ML Workflow Lab

Machine Learning
shiny
tidymodels
cross-validation
hyperparameter-tuning
Build, tune, and evaluate a supervised learning pipeline with tidymodels, from preprocessing through to held-out evaluation
Published

April 17, 2026

Purpose

The hardest part of learning machine learning is the pipeline: data split, preprocessing recipe, model specification, resampling plan, tuning grid, evaluation on a held-out set. The ML Workflow Lab makes every stage of a tidymodels pipeline visible and editable, so that readers can see how each choice feeds forward to the final performance estimate.

User inputs

  • Dataset (built-in classification/regression examples or user-uploaded)
  • Outcome variable and feature selection
  • Data split: proportion for training, stratification toggle
  • Preprocessing steps: imputation, normalisation, one-hot encoding, PCA, upsampling
  • Model family: logistic regression, random forest, boosted trees, SVM
  • Hyperparameter grid and resampling plan (k, repeats)
  • Performance metric primary and secondary (accuracy, AUC, RMSE, \(R^2\), F1)

Outputs

  • The resulting workflow() object as pseudo-code in a syntax-highlighted panel
  • Tuning-result plot: performance as a function of each hyperparameter
  • Best model summary and the finalised workflow
  • Held-out performance: confusion matrix, ROC, calibration curve, SHAP values (tree models)
  • Variable-importance plot

Didactic value

The app drives home a single lesson that a surprising number of ML practitioners fail to internalise: preprocessing must be inside the resampling loop, not before it, or performance estimates are optimistically biased.
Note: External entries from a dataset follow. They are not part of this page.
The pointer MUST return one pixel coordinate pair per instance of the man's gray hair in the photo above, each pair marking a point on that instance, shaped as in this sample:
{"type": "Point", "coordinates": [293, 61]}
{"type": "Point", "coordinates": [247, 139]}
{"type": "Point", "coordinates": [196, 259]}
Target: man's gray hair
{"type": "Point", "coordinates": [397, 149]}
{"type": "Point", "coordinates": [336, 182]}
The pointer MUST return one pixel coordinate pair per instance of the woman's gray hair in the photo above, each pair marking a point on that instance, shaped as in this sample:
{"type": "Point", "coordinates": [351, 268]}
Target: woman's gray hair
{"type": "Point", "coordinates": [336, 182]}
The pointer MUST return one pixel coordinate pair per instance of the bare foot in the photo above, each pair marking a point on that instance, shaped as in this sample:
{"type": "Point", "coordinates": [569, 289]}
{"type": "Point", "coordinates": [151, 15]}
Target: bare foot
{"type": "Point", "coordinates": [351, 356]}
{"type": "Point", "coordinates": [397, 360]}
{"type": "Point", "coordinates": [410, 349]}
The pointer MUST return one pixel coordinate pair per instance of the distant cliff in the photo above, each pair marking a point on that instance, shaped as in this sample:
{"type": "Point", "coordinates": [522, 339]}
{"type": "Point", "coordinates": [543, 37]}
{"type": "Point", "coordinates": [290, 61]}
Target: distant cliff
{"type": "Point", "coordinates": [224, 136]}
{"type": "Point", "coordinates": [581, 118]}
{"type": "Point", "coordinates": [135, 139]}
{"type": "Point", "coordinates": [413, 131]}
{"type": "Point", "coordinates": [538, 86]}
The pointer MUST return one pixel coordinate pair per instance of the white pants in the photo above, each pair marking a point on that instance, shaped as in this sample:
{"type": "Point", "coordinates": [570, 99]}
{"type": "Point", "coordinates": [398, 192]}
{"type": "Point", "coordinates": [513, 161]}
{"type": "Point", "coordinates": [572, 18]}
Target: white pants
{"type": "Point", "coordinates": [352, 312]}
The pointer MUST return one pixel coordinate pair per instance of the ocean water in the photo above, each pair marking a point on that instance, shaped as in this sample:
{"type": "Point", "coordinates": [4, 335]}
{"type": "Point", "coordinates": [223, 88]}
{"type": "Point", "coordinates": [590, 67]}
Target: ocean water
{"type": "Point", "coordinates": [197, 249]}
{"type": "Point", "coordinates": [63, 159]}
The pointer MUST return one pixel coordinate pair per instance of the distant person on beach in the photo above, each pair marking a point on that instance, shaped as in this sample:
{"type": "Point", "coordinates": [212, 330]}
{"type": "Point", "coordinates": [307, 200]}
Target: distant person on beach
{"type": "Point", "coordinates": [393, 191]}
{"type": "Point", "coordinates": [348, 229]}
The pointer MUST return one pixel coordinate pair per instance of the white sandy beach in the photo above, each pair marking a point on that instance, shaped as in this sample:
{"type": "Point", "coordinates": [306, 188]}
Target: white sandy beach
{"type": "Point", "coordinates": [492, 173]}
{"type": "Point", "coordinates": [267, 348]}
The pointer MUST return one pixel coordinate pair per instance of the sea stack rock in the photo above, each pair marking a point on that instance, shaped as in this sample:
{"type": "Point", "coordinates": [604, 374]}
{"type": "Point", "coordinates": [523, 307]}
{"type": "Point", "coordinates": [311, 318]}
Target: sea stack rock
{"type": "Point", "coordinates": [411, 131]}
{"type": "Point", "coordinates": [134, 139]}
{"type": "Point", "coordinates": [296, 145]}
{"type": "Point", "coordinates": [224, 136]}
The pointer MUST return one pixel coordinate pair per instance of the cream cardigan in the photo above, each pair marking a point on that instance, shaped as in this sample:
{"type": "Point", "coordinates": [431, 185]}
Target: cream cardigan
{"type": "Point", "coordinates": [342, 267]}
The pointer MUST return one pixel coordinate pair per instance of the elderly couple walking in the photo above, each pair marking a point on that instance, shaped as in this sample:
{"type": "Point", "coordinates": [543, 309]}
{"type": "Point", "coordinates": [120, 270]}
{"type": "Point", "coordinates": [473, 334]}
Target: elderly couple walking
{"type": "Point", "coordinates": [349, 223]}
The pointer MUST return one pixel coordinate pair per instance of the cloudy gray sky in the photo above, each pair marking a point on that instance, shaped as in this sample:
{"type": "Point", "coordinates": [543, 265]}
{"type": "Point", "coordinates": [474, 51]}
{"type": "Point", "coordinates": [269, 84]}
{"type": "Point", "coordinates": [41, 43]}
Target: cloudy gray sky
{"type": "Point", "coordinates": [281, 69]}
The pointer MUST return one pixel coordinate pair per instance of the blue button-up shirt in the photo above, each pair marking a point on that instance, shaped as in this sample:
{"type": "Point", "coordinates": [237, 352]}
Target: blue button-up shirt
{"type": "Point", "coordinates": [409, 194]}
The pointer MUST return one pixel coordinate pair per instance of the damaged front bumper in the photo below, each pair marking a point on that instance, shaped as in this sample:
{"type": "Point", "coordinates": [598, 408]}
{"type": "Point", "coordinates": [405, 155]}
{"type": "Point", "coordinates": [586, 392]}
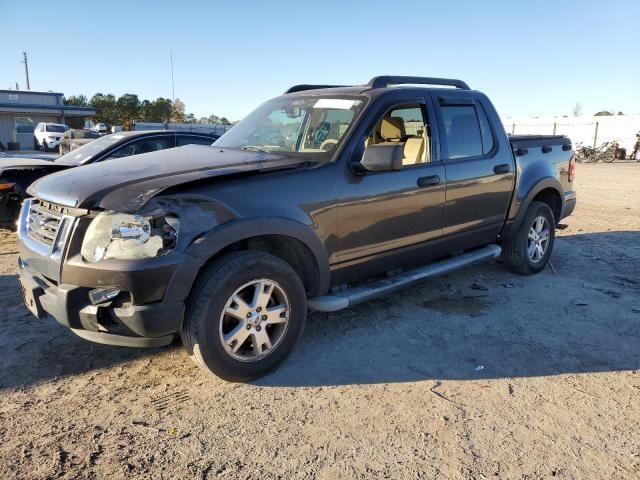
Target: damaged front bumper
{"type": "Point", "coordinates": [128, 303]}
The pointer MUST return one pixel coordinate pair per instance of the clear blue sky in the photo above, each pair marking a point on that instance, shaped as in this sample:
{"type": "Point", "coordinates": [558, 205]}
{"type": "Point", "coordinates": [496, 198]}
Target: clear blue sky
{"type": "Point", "coordinates": [532, 58]}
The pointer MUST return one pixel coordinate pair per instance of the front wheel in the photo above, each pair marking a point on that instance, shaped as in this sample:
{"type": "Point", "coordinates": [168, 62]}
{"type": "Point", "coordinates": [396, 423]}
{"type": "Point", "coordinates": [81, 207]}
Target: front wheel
{"type": "Point", "coordinates": [528, 251]}
{"type": "Point", "coordinates": [245, 314]}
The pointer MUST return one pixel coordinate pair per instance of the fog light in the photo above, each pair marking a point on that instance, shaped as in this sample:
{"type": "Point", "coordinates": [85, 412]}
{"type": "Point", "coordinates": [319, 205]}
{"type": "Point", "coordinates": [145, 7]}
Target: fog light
{"type": "Point", "coordinates": [101, 295]}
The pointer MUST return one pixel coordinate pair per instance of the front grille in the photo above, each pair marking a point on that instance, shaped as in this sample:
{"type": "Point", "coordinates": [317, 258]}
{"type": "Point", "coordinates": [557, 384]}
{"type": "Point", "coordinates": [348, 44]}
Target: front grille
{"type": "Point", "coordinates": [43, 221]}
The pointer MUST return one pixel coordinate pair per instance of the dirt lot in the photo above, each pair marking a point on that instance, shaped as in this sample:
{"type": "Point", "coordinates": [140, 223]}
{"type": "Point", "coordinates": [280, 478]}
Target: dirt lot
{"type": "Point", "coordinates": [479, 374]}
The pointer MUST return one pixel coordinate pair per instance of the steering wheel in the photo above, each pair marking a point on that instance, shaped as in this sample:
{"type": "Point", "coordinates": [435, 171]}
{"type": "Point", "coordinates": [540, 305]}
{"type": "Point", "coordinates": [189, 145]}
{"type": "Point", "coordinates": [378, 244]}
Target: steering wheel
{"type": "Point", "coordinates": [322, 132]}
{"type": "Point", "coordinates": [329, 144]}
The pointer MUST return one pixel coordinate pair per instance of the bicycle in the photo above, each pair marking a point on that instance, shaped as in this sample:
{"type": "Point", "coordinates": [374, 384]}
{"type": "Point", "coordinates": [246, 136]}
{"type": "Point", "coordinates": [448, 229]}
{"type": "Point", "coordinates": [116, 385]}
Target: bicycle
{"type": "Point", "coordinates": [606, 153]}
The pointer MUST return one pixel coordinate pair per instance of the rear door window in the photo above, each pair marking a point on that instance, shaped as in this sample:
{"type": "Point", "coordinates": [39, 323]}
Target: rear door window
{"type": "Point", "coordinates": [462, 131]}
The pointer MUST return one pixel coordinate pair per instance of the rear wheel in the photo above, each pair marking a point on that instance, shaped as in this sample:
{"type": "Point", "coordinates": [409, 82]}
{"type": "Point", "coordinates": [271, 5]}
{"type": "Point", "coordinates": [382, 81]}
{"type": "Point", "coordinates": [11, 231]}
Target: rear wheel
{"type": "Point", "coordinates": [528, 251]}
{"type": "Point", "coordinates": [245, 314]}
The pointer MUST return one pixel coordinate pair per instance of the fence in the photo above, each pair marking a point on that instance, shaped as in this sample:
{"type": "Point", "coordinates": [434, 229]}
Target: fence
{"type": "Point", "coordinates": [210, 128]}
{"type": "Point", "coordinates": [592, 131]}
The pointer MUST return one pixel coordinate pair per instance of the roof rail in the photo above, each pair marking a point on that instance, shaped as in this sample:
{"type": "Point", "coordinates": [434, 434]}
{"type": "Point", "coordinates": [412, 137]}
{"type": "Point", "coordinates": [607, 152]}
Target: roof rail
{"type": "Point", "coordinates": [303, 87]}
{"type": "Point", "coordinates": [386, 80]}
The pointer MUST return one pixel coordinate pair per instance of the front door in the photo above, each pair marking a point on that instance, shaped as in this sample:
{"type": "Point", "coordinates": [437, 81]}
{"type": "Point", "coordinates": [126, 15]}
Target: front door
{"type": "Point", "coordinates": [381, 215]}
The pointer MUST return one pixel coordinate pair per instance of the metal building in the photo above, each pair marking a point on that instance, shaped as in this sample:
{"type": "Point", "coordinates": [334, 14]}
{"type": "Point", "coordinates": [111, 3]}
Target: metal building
{"type": "Point", "coordinates": [22, 110]}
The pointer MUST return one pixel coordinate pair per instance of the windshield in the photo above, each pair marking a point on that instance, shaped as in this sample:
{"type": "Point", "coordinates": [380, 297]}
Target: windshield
{"type": "Point", "coordinates": [86, 152]}
{"type": "Point", "coordinates": [55, 128]}
{"type": "Point", "coordinates": [302, 124]}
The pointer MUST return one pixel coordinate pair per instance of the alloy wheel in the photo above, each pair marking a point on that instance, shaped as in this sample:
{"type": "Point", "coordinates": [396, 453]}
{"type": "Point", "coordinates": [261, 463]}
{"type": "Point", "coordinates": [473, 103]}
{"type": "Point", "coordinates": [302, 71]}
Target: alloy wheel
{"type": "Point", "coordinates": [254, 320]}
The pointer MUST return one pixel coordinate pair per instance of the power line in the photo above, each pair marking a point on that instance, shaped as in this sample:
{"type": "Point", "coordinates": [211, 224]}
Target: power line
{"type": "Point", "coordinates": [26, 69]}
{"type": "Point", "coordinates": [173, 91]}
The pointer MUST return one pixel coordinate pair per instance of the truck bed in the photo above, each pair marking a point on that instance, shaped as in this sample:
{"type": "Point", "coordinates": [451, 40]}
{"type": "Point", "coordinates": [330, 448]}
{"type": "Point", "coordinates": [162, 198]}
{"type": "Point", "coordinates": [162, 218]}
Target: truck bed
{"type": "Point", "coordinates": [525, 141]}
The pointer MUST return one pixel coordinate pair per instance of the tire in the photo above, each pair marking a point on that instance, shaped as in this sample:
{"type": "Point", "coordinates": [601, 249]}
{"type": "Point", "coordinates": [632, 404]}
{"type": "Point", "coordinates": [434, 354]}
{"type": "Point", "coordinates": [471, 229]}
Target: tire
{"type": "Point", "coordinates": [516, 252]}
{"type": "Point", "coordinates": [206, 330]}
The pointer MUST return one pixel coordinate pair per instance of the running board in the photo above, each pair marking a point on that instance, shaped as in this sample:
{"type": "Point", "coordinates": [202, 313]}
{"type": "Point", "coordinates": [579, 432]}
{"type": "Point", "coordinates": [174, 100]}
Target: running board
{"type": "Point", "coordinates": [361, 293]}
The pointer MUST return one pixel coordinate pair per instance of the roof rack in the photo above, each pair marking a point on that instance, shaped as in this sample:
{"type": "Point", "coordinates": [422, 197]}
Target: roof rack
{"type": "Point", "coordinates": [386, 80]}
{"type": "Point", "coordinates": [303, 87]}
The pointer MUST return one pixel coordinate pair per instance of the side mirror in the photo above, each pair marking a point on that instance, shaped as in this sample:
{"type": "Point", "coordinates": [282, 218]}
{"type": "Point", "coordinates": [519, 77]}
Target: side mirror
{"type": "Point", "coordinates": [384, 157]}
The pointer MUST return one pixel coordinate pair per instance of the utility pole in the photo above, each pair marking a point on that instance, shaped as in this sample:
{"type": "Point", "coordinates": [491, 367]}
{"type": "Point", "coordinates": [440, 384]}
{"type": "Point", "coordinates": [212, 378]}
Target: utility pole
{"type": "Point", "coordinates": [26, 69]}
{"type": "Point", "coordinates": [173, 91]}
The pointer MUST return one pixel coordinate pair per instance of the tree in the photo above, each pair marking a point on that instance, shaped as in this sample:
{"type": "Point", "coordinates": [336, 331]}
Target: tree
{"type": "Point", "coordinates": [177, 112]}
{"type": "Point", "coordinates": [577, 109]}
{"type": "Point", "coordinates": [77, 101]}
{"type": "Point", "coordinates": [157, 111]}
{"type": "Point", "coordinates": [106, 110]}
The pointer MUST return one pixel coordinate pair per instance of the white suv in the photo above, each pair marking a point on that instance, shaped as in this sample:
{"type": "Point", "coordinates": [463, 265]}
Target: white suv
{"type": "Point", "coordinates": [100, 128]}
{"type": "Point", "coordinates": [48, 135]}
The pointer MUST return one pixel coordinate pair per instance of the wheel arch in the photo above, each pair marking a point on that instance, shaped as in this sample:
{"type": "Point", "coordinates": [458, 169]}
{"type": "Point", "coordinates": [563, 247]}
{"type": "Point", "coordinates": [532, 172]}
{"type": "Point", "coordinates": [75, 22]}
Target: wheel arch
{"type": "Point", "coordinates": [549, 191]}
{"type": "Point", "coordinates": [295, 243]}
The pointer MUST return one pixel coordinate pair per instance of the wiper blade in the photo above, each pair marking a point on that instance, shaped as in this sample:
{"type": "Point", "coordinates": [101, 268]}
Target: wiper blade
{"type": "Point", "coordinates": [255, 149]}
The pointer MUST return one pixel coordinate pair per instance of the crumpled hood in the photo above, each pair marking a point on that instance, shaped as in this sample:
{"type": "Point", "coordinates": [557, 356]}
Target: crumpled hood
{"type": "Point", "coordinates": [126, 184]}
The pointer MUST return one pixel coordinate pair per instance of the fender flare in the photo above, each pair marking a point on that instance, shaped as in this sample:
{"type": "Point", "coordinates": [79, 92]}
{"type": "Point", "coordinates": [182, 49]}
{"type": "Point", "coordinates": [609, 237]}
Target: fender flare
{"type": "Point", "coordinates": [523, 204]}
{"type": "Point", "coordinates": [207, 245]}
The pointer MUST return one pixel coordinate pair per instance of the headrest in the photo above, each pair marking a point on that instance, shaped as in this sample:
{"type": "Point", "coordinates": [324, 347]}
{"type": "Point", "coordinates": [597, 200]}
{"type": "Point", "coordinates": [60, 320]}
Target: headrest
{"type": "Point", "coordinates": [392, 128]}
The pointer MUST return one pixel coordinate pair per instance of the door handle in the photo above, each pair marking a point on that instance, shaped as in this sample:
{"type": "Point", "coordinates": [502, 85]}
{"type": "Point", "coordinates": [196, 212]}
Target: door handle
{"type": "Point", "coordinates": [502, 168]}
{"type": "Point", "coordinates": [429, 181]}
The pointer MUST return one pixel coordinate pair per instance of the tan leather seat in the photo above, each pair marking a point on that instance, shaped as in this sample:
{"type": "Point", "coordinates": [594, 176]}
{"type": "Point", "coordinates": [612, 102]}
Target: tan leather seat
{"type": "Point", "coordinates": [413, 151]}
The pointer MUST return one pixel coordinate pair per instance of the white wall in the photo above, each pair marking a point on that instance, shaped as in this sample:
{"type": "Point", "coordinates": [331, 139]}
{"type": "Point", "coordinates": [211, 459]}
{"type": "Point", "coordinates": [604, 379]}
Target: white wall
{"type": "Point", "coordinates": [621, 128]}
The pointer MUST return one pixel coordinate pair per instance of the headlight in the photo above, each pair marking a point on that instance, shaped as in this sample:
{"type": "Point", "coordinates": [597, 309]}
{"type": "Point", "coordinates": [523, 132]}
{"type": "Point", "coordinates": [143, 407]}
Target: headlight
{"type": "Point", "coordinates": [128, 237]}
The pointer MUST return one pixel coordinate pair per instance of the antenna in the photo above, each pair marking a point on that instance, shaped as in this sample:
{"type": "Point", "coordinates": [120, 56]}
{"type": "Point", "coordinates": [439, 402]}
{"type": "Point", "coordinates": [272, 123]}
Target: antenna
{"type": "Point", "coordinates": [173, 90]}
{"type": "Point", "coordinates": [26, 69]}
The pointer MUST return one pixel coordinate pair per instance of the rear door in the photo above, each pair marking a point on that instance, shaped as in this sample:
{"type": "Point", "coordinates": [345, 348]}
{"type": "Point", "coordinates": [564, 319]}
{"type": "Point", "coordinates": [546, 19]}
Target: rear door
{"type": "Point", "coordinates": [480, 171]}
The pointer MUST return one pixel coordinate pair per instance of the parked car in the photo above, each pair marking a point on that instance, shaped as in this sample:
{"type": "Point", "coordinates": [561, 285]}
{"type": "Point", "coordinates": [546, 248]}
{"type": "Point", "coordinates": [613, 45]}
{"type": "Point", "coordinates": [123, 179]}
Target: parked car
{"type": "Point", "coordinates": [100, 128]}
{"type": "Point", "coordinates": [74, 138]}
{"type": "Point", "coordinates": [16, 174]}
{"type": "Point", "coordinates": [48, 135]}
{"type": "Point", "coordinates": [229, 245]}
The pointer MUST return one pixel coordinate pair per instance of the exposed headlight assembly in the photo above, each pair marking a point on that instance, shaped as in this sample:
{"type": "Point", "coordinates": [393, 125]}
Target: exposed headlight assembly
{"type": "Point", "coordinates": [129, 237]}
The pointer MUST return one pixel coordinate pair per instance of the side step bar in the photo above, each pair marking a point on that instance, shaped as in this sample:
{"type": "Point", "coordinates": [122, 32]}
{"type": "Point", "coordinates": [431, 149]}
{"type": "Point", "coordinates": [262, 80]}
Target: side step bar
{"type": "Point", "coordinates": [361, 293]}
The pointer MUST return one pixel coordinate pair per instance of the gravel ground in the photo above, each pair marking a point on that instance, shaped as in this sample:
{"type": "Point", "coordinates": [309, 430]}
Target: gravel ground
{"type": "Point", "coordinates": [478, 374]}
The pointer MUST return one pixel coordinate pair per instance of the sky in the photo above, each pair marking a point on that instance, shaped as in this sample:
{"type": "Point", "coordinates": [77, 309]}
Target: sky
{"type": "Point", "coordinates": [531, 58]}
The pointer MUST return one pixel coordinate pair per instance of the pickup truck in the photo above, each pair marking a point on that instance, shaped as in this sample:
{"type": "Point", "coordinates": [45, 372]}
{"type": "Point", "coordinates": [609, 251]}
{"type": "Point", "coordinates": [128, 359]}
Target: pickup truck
{"type": "Point", "coordinates": [321, 198]}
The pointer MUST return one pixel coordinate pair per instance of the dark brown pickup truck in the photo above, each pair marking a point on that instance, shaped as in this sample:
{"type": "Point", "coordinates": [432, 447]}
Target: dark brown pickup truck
{"type": "Point", "coordinates": [320, 199]}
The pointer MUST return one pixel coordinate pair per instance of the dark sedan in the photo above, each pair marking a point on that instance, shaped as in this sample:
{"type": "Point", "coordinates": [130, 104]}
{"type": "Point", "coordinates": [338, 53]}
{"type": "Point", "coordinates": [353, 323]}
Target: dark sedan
{"type": "Point", "coordinates": [16, 174]}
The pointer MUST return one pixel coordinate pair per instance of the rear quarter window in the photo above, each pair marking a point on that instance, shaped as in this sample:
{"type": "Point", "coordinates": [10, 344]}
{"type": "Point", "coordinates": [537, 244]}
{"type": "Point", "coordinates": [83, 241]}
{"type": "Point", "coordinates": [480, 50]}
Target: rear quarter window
{"type": "Point", "coordinates": [462, 131]}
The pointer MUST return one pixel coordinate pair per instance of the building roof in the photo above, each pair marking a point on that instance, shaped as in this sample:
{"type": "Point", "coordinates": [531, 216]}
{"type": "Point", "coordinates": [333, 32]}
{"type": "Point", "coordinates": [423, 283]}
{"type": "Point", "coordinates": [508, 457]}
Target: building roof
{"type": "Point", "coordinates": [67, 110]}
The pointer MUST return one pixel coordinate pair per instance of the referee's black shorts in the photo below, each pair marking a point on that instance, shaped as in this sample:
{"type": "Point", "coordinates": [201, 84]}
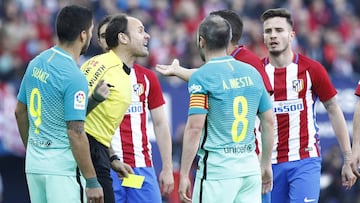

Seeing what happens when a “data leak” toggle is flipped on communicates this more viscerally than a warning in a manual.

Embedded in

  • machine-learning/tidymodels-introduction.md
  • machine-learning/cross-validation.md
  • machine-learning/hyperparameter-tuning.md

Source code

Local: apps/13-ml-workflow-lab/

Run with:

shiny::runApp("apps/13-ml-workflow-lab")